Such VCR type controls may be implemented using VCR control buttons
or icons 1012, 1014, 1016, 1018, 1020, 1022, 1024, and 1026 are
illustrated in FIG. 10, by way of example only, although other
types of graphical or non-graphical user interfaces may be used.
Analytical models that are displayed through the visualizations by
the data analytics animation system 100 may be geospatial, line,
bar graph, area graphs, pie-charts, donut charts, radar type
charts, and/or other types of display visualizations known to one
of ordinary skill in the art. Such chart types 1006 are illustrated
as a list to select from in FIG. 10. Likewise, a time range 1002
may be selected using a start date range 1008 and an end date range
1010. It is to be noted that the term "date" as used herein may
relate to any time or variation in a data parameter, and is not
restricted to calendar dates only. For example, other start
variables and end variable may be used such as income ranges, age,
etc. By way of example only, a graph or a chart would start at an
earliest logical point in a data set and then progress slowly
incrementally or otherwise by day, week, month, quarter, or year
depending upon VCR type controls implemented by the buttons 1012,
1014, 1016, 1018, 1020, 1022, 1024, and 1026. For example, a
reverse function using the VCR type control button 1012 would slow
down the presentation or visualization until it reaches the daily
level and then would reverse the day, week, month, quarter, and
year. A pause functionality may be implemented by the button 1020
that would halt the display at the current position. Similarly, the
play button 1018 would resume a presentation or visualization 402.
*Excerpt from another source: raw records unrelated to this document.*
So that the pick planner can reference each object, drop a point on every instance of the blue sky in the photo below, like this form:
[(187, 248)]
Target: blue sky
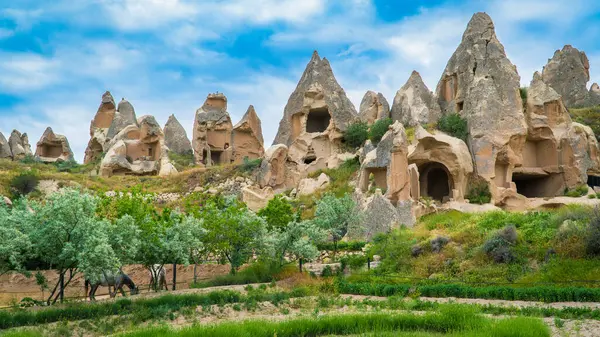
[(58, 57)]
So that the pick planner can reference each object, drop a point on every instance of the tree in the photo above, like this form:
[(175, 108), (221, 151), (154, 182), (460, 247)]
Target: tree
[(233, 232), (278, 213), (298, 239), (67, 235), (338, 217), (356, 134), (15, 246)]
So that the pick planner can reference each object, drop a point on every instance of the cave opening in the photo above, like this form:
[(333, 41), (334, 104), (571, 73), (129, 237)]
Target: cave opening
[(318, 120), (435, 181)]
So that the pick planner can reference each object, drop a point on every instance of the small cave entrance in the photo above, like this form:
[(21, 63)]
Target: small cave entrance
[(50, 151), (435, 181), (538, 185), (317, 120), (215, 157)]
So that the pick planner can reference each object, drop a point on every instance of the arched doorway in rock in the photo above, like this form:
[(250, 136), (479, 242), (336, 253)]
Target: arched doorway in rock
[(318, 120), (435, 181)]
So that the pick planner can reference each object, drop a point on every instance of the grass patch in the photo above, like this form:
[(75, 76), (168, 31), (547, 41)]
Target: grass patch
[(453, 320)]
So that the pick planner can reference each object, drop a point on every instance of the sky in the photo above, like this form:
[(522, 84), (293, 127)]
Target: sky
[(58, 57)]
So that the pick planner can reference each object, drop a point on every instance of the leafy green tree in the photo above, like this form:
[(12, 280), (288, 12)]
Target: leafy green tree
[(298, 239), (67, 235), (338, 217), (454, 125), (278, 213), (356, 134), (15, 245), (378, 129), (233, 232)]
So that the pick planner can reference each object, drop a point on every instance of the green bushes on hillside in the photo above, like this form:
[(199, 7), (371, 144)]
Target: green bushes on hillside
[(454, 125), (356, 134), (378, 129)]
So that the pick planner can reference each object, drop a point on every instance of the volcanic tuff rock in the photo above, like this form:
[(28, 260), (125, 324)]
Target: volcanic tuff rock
[(19, 145), (482, 85), (247, 137), (414, 103), (4, 147), (212, 132), (138, 149), (53, 147), (99, 128), (373, 107), (124, 116), (176, 137), (387, 166), (556, 149), (568, 72), (439, 151), (317, 92)]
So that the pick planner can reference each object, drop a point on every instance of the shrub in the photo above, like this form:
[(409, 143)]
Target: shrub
[(356, 134), (379, 128), (66, 165), (181, 161), (577, 192), (499, 247), (24, 183), (250, 165), (454, 125), (438, 243), (479, 193), (593, 235)]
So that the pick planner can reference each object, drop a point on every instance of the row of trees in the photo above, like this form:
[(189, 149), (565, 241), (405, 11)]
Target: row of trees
[(75, 232)]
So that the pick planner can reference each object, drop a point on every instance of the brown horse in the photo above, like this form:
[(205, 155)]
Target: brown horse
[(117, 281)]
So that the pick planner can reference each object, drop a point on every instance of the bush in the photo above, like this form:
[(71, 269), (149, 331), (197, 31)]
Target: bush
[(479, 193), (181, 161), (356, 134), (593, 235), (438, 243), (379, 128), (250, 165), (454, 125), (499, 247), (24, 183), (577, 192), (66, 165)]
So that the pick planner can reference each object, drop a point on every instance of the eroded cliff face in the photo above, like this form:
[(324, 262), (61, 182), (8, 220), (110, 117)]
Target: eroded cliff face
[(247, 137), (568, 72), (53, 147), (315, 117), (482, 85)]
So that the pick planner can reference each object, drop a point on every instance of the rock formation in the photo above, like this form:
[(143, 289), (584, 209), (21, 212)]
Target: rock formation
[(99, 128), (138, 149), (124, 116), (386, 167), (315, 116), (19, 145), (558, 153), (568, 72), (247, 137), (272, 171), (4, 147), (482, 85), (176, 138), (53, 147), (414, 104), (373, 107), (212, 132)]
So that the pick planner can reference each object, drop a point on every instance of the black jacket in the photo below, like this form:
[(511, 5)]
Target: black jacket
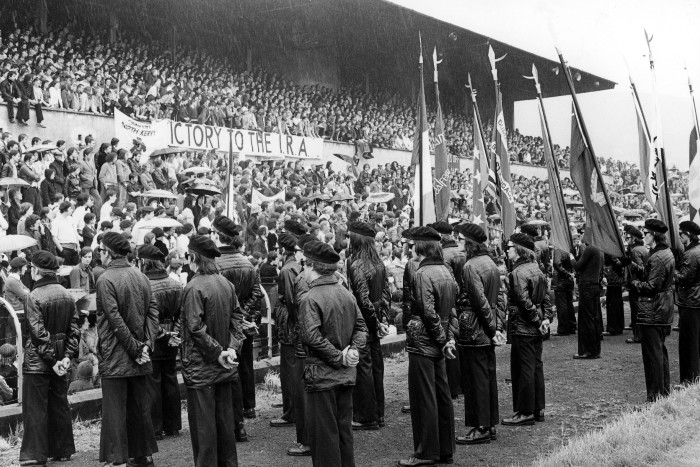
[(127, 319), (435, 294), (528, 299), (329, 322), (53, 326)]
Likewise, a stop button 1026 would be used to reset the graph or
chart. Additional buttons such as a forward-skip button 1022 and a
reverse-skip button 1024 may be used. Further, such buttons 1012,
1014, 1016, 1018, 1020, 1022, 1024, and 1026 may be provided to
provide time-warped display of the visualization 402 as an evolving
graph 1004, which includes randomly chronological display not in
any particular order. Such "buttons" 1012, 1014, 1016, 1018, 1020,
1022, 1024, and 1026 may be provided on an input device (e.g., on a
remote control unit). In one aspect, the evolving graph 1004 may be
reset to zero or an initial starting point using the reset button
1016. The forward button 1014 may be used to move the time range or
dates for which the evolving graph 1004 is plotted. The evolution
of the graph 1004 is presented in FIGS. 4-9, using different
reference numeral. Alternatively, such "buttons" 1012, 1014, 1016,
1018, 1020, 1022, 1024, and 1026 may be provided as graphical user
icons or interfaces ("GUIs") on a display of the data analytics
animation system 100, as discussed below. Geospatial graphs would
also be able to show in motion as they are zoomed in or zoomed out
of a particular geographical area, e.g., on a map. Other graphs may
be used to zoom in or out based upon who (e.g., customer types,
member profiles, leaders, store types, etc.) and what (e.g.,
products, items, fine-line, department, and suppliers).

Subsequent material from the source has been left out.